6. Keeping Dimension Tables Fresh with Delta MERGE and Slowly Changing Dimensions (SCD)
In a production data pipeline, it’s critical to ensure that dimension tables remain accurate and reflect the latest business information. Over time, attributes such as patient details, clinic names, or doctor contact information may change. To handle this, we use incremental updates instead of recreating tables from scratch to handle.
Delta Lake provides the MERGE
operation, which makes it easy to upsert (update or insert) records efficiently. Depending on requirements, you can choose:
Simple Upsert (SCD Type 1) – Overwrite the latest attributes whenever a change is detected.
Here, we are showing the example only for the Patients dimension. We implement the MERGE
logic in the same Gold Layer Load notebook in this use case. We select Spark SQL from the notebook’s language dropdown and enter the code as shown in the image below.
Best Practices
- Parameterize notebooks for easy reuse and flexibility across different data sources and environments. This reduces repetitive work and simplifies maintenance.
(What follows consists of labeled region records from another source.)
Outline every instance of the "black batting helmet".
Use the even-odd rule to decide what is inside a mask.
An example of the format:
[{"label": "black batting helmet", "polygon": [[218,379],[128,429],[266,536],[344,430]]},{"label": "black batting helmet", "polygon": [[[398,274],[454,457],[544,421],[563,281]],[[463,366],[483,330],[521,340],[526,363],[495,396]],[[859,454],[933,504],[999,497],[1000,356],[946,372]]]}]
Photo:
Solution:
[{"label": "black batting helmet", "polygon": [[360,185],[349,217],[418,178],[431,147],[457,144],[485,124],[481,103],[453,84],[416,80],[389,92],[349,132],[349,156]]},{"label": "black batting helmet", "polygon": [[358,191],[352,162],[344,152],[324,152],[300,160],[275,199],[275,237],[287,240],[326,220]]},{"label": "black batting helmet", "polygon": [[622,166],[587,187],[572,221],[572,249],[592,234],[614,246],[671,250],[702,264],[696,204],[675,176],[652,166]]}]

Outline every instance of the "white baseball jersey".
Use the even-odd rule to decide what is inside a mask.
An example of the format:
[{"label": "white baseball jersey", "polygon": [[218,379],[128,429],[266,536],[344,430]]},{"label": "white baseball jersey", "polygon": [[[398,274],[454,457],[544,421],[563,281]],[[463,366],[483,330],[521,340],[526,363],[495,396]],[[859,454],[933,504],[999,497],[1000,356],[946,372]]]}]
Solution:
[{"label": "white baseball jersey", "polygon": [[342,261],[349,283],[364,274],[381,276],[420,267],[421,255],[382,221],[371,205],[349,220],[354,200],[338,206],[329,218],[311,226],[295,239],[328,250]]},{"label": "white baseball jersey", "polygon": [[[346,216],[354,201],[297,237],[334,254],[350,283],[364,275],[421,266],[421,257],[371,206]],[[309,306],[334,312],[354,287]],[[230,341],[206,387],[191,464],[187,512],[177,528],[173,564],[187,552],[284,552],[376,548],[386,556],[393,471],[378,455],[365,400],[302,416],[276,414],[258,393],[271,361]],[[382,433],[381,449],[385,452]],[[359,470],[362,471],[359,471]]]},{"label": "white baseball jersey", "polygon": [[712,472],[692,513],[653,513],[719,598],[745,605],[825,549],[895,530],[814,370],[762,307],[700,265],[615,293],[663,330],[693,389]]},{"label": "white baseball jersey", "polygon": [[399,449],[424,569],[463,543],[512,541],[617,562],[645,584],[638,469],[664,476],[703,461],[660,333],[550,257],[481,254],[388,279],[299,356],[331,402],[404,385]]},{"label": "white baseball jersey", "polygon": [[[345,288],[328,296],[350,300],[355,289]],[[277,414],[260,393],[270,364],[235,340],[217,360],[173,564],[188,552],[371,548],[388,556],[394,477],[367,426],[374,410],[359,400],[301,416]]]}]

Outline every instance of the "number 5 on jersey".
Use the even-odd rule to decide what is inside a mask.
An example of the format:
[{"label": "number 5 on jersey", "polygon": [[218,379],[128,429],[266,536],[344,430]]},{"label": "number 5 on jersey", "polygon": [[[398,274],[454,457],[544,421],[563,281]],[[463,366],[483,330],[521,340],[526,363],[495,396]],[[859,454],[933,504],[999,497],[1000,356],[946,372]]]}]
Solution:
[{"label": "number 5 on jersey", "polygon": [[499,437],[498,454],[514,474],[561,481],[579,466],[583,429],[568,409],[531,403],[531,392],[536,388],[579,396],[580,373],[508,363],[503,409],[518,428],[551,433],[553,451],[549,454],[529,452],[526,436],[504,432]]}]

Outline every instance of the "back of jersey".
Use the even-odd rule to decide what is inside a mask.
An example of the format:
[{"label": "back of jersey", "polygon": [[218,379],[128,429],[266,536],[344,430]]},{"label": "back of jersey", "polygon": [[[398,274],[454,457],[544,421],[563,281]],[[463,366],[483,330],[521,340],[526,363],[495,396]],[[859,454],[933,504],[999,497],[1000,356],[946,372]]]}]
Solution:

- When moving data from bronze to silver, use Delta Lake’s MERGE command for incremental data updates. This approach updates only the changed records instead of reprocessing entire datasets, improving speed and resource efficiency.
- Model your gold layer using a star schema to create a clean, simplified structure that supports fast, efficient queries. This is critical for analytics performance.
- Take advantage of Power BI’s DirectLake mode, which allows users to run fast, interactive reports directly on the Lakehouse’s Delta files without moving or duplicating data.
Closing
Ultimately, implementing the Medallion Architecture in Microsoft Fabric provides a single, reliable foundation for all your data needs. Structuring your data through the bronze, silver, and gold layers creates a trusted asset ready for any challenge. With this solid groundwork, you can move beyond traditional reporting and confidently explore advanced analytics, machine learning, and even generative AI applications, all within one unified platform.
Ready to unlock the full value of your data?
At phData, we help organizations implement modern data architectures and leverage platforms like Microsoft Fabric to unlock the full value of their data. Connect with our experts to see how we can help you build a scalable, future-ready data strategy.
FAQs
Do I really need all three layers (Bronze, Silver, and Gold)?
Yes, if you want your project to scale. The Bronze layer keeps the raw data so you can replay transformations if issues come up. The Silver layer provides a clean, single source of truth that avoids inconsistent data across teams. The Gold layer is built on top of this reliable base for BI and analytics. Skipping layers may save time initially, but it leads to a fragile and harder-to-maintain system later.
Should I use a Lakehouse or a Data Warehouse for my Gold layer?
Choose a Lakehouse if your main goal is high performance with Power BI’s DirectLake mode. Opt for a Data Warehouse when running complex T-SQL stored procedures or leveraging advanced enterprise SQL capabilities. Both layers integrate seamlessly: T-SQL in the warehouse can directly query Lakehouse tables, and Lakehouse PySpark can access warehouse data via Fabric libraries—allowing cross-platform data access without physical data movement or relying on Fabric Shortcuts.